A Northwestern Design Nook - Design Bureau

Roof overhang: The lighting of the studio was critical for the artist, and pairing softened cedar with industrialized lighting structures and aluminum windows was the perfect way to complement the machine-made elements in a woodsy environment. 

Rear-entry path: Fir trees surround the house on three sides, save for the rocky trail connecting the artist’s home to the studio. Photo by Nancy Greene.

Kitchenette: No starving artists here—Doug-fir cabinets store victuals in a fully stocked kitchenette. 

Wood-burning stove: Where the heated cement floor fails, the rustic space heater of yore triumphs in warming the all-wood studio space.

A Northwestern Design Nook

Friday, November 18th, 2011

photos by JK Lawrence

In the middle of the Pacific Northwest is a beacon of light: the lantern-like studio of an artist who knows that even in the dead of winter, her space will be a well-lit fortress for creativity.  

The compact and sustainably designed structure almost totally blends into the surrounding forestry save for its desired effect: to be a “fully-lit box” where the artist can focus on her watercolor, collage, and letterpress creations. 

With a media room, exercise room, and kitchenette, Greene Partners Architecture and Design created the space to be as comfortable as a home, and designed it so that the studio could actually be a full-time residence someday if needed.
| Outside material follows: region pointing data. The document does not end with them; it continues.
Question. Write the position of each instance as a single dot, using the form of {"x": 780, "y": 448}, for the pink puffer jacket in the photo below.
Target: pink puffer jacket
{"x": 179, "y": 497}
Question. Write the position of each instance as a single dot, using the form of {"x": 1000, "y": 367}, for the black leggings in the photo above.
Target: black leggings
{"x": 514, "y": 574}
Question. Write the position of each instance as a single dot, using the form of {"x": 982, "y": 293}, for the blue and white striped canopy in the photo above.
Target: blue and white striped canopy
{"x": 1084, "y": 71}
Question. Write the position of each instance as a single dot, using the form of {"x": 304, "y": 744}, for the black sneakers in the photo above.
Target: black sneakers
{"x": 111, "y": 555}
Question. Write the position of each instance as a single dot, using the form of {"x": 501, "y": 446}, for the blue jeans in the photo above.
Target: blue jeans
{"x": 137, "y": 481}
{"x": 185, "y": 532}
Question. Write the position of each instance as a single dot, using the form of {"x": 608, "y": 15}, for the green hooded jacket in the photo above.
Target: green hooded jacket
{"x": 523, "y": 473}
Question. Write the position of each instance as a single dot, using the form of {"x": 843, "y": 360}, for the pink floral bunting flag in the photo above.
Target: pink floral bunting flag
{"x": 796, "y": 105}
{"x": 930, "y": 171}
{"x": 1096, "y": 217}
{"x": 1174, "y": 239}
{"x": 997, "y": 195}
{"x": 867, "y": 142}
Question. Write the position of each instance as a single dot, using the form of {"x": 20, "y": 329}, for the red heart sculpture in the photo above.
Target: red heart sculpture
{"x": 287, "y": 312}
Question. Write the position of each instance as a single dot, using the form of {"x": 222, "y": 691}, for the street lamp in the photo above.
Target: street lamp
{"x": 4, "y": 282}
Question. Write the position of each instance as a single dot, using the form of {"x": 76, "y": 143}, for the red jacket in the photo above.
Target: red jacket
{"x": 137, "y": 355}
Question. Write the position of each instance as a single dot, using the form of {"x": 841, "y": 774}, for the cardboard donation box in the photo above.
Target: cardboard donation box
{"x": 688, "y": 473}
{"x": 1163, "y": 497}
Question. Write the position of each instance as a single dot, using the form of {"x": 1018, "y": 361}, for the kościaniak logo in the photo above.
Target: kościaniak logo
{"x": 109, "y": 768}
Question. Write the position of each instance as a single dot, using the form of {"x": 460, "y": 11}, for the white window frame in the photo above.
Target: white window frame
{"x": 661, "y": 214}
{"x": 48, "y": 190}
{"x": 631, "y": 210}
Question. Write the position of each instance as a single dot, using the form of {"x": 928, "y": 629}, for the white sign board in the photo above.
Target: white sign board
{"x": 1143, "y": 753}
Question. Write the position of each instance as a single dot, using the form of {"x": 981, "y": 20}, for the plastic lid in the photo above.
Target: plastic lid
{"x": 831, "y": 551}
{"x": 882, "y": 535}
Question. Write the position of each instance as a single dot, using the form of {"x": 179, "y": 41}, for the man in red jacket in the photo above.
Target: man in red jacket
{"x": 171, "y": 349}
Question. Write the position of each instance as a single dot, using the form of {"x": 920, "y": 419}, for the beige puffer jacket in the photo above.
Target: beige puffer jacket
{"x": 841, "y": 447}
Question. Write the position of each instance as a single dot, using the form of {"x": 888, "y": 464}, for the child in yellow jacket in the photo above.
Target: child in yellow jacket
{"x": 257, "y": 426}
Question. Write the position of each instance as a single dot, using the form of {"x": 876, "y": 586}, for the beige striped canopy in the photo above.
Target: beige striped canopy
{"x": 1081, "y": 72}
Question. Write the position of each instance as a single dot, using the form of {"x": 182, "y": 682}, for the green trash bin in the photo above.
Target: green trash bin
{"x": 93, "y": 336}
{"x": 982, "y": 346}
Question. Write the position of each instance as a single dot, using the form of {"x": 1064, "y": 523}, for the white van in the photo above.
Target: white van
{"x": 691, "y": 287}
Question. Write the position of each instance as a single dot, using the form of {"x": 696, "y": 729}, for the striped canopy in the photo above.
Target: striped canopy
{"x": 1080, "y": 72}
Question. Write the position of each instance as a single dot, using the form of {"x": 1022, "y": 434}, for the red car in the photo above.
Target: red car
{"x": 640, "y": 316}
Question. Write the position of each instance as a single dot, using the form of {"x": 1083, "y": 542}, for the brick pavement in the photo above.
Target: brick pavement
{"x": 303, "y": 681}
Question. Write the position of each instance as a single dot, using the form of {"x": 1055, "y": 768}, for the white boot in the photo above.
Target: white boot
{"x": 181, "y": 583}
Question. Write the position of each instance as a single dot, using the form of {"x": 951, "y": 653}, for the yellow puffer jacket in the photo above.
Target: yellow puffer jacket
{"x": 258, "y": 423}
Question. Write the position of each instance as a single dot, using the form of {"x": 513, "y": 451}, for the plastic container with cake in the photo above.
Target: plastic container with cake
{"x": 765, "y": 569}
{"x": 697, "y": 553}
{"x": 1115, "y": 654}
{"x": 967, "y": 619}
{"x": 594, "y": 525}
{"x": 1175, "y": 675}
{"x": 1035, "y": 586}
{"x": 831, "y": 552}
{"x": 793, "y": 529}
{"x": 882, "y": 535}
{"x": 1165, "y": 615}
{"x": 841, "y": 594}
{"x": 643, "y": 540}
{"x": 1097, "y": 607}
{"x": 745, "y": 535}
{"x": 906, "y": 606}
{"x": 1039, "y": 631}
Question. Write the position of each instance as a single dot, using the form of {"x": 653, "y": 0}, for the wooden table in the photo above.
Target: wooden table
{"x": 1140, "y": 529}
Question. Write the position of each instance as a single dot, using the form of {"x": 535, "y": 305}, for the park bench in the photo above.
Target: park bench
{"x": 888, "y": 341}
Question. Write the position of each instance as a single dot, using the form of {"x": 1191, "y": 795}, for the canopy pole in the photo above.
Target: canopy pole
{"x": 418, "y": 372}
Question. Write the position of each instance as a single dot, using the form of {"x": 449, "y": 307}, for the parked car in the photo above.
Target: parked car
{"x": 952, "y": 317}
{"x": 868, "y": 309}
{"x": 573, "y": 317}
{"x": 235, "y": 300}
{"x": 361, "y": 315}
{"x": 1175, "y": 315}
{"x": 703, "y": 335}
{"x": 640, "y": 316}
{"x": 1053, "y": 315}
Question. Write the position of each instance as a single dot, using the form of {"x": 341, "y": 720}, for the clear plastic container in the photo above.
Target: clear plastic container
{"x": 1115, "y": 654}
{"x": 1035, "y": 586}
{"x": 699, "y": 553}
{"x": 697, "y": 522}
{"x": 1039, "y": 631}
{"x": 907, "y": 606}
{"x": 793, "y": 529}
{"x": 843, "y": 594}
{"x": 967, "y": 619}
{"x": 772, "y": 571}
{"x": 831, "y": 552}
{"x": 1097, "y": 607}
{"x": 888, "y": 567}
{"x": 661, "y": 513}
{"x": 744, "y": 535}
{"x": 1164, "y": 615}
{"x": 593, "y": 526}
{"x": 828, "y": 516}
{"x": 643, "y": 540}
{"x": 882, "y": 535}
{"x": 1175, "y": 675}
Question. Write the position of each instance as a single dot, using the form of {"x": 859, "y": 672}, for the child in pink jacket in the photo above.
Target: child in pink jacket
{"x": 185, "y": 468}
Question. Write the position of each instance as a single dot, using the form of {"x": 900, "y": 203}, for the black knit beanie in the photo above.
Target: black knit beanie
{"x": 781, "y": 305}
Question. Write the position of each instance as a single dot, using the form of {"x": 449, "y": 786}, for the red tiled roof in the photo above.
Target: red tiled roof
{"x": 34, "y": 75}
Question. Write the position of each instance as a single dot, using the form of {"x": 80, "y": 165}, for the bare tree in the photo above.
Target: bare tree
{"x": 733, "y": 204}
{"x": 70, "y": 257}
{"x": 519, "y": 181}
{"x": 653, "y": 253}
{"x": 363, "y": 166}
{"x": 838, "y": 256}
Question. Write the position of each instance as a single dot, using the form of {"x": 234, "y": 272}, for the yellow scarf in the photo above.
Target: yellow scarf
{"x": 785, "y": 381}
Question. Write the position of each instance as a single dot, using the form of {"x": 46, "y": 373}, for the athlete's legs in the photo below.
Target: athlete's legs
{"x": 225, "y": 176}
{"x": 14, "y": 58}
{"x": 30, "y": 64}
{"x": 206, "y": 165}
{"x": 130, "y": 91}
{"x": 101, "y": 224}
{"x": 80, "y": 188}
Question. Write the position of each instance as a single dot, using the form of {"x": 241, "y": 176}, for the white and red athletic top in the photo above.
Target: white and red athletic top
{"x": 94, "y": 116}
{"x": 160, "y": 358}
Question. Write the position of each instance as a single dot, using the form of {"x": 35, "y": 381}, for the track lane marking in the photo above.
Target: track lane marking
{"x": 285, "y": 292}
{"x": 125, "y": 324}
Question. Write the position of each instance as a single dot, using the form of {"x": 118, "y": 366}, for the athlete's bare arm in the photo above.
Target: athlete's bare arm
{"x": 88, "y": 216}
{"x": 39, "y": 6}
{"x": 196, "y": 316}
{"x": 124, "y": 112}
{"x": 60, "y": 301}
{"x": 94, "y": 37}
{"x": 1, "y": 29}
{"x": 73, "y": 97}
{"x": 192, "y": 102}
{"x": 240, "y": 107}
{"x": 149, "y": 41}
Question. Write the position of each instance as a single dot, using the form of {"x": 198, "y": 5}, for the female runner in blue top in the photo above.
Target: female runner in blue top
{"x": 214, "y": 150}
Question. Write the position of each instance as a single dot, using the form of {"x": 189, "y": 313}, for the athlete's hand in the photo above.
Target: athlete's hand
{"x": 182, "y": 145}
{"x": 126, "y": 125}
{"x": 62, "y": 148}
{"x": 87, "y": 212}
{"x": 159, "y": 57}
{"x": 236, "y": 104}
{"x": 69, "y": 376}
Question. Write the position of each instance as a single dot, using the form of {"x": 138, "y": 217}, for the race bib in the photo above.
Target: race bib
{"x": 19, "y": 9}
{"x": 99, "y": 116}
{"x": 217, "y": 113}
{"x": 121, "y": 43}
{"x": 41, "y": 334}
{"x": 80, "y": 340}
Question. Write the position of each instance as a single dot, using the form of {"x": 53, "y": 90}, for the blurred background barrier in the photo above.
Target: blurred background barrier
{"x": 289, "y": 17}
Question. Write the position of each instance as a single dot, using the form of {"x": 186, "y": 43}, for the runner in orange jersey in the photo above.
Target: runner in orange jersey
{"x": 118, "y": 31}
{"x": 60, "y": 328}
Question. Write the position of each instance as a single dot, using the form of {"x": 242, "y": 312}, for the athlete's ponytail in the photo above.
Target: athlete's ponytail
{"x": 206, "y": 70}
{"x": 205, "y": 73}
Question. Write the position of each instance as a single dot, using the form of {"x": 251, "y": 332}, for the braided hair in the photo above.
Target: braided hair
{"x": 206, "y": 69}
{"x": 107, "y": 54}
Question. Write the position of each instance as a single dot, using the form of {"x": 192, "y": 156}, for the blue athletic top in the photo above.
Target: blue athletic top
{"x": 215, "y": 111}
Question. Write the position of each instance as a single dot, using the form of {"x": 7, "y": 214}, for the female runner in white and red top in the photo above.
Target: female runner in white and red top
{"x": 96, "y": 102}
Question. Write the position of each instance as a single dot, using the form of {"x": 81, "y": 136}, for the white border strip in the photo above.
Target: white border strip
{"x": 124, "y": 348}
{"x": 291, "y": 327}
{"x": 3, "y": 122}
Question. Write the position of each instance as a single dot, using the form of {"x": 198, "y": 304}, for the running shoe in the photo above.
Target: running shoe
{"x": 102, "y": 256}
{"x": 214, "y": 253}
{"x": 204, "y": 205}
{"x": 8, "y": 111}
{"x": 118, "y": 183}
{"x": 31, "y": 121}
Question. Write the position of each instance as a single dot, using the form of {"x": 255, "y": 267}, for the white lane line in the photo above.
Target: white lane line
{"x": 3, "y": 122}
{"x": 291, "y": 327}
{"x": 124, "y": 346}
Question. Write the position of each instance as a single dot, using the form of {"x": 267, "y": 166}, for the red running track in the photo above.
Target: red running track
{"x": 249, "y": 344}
Outside, they ensured that their design altered the surrounding environment as little as possible.

“We are ruralists,” says principal Joe Greene, “and rural buildings are practical, simple, and utilitarian. This studio reflects that philosophy.” Combining the windows of a commercial building with handcrafted lighting and the comforts of a home make this artist’s studio fully livable—even in the harsh winters that blow over San Juan Island.